The day was sunny and bright, like his mood. He grabbed his favorite toy, the firetruck with the ladder on it. He shuffled it around, this way and that, making the noises as he went. He was in his own little world, just playing there by the roadside.
There was an orange mushroom growing there in the grass. It was bright and soft. He pretended it was on fire. He had the firetruck put the fire out, and then he picked the mushroom and threw it in the taller grass, away from his little world. He didn’t see the beetle come out of the mushroom until it was on his firetruck, yelling, “Hey! That was my home!”
He looked down at the beetle. “Oh, I’m sorry,” he murmured. “I didn’t know. I thought it was on fire.”
The beetle looked indignant. “You put the fire out with your fire truck, so it was fine. Now I have to go and build a new home, and that will take ages.” The beetle threw his arms in the air, aghast.
He smiled, “I could help you if you wanted.”
The beetle looked at him suspiciously. “Help me? You could’ve helped me by not ruining my home!”
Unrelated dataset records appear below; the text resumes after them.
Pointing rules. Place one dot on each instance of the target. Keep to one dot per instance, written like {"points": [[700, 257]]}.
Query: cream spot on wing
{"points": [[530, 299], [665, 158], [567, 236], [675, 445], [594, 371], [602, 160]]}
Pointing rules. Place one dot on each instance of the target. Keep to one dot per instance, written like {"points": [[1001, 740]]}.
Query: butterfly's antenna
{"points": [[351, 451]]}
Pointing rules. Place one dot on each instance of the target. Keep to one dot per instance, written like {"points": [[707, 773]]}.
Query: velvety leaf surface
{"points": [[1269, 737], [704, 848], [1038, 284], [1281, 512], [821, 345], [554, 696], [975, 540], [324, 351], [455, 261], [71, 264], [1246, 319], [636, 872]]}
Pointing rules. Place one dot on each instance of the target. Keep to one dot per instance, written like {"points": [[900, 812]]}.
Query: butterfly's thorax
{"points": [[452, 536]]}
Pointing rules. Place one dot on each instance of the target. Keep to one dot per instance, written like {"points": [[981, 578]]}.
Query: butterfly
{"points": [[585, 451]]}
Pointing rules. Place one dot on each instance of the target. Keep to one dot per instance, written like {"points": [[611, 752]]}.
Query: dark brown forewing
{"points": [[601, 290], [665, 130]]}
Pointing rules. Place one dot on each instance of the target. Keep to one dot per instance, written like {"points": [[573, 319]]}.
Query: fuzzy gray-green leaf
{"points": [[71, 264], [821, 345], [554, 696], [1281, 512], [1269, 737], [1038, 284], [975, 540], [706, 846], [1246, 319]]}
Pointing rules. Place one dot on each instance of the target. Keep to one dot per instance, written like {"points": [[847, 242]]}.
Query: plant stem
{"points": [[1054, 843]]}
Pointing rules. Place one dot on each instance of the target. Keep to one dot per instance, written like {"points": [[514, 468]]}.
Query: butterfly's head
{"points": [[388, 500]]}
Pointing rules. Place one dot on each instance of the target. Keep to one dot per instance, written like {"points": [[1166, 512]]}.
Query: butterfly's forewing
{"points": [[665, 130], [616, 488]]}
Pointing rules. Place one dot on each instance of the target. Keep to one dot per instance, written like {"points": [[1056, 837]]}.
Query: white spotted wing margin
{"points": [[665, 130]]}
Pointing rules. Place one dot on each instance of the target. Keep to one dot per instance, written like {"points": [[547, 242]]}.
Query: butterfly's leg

“I’m sorry, really. I didn’t know. But I would like to help you, to, um, make it right.” The little boy smiled an enthusiastic smile. “We can make it better than your last home.”
“Better?” The beetle scoffed. “Better would be giving up your home. Better would be soft cushiony blankets and sweet things to eat.”
The little boy smiled, jubilant. “But I don’t use my bed, so you could have it. And I can bring you extra chocolate chips if I remember to.”
The beetle smiled. “Really? You’d help me out like that?”
The little boy laughed, “Of course, silly. You’re like my best friend now. Hop on and I’ll take you inside.”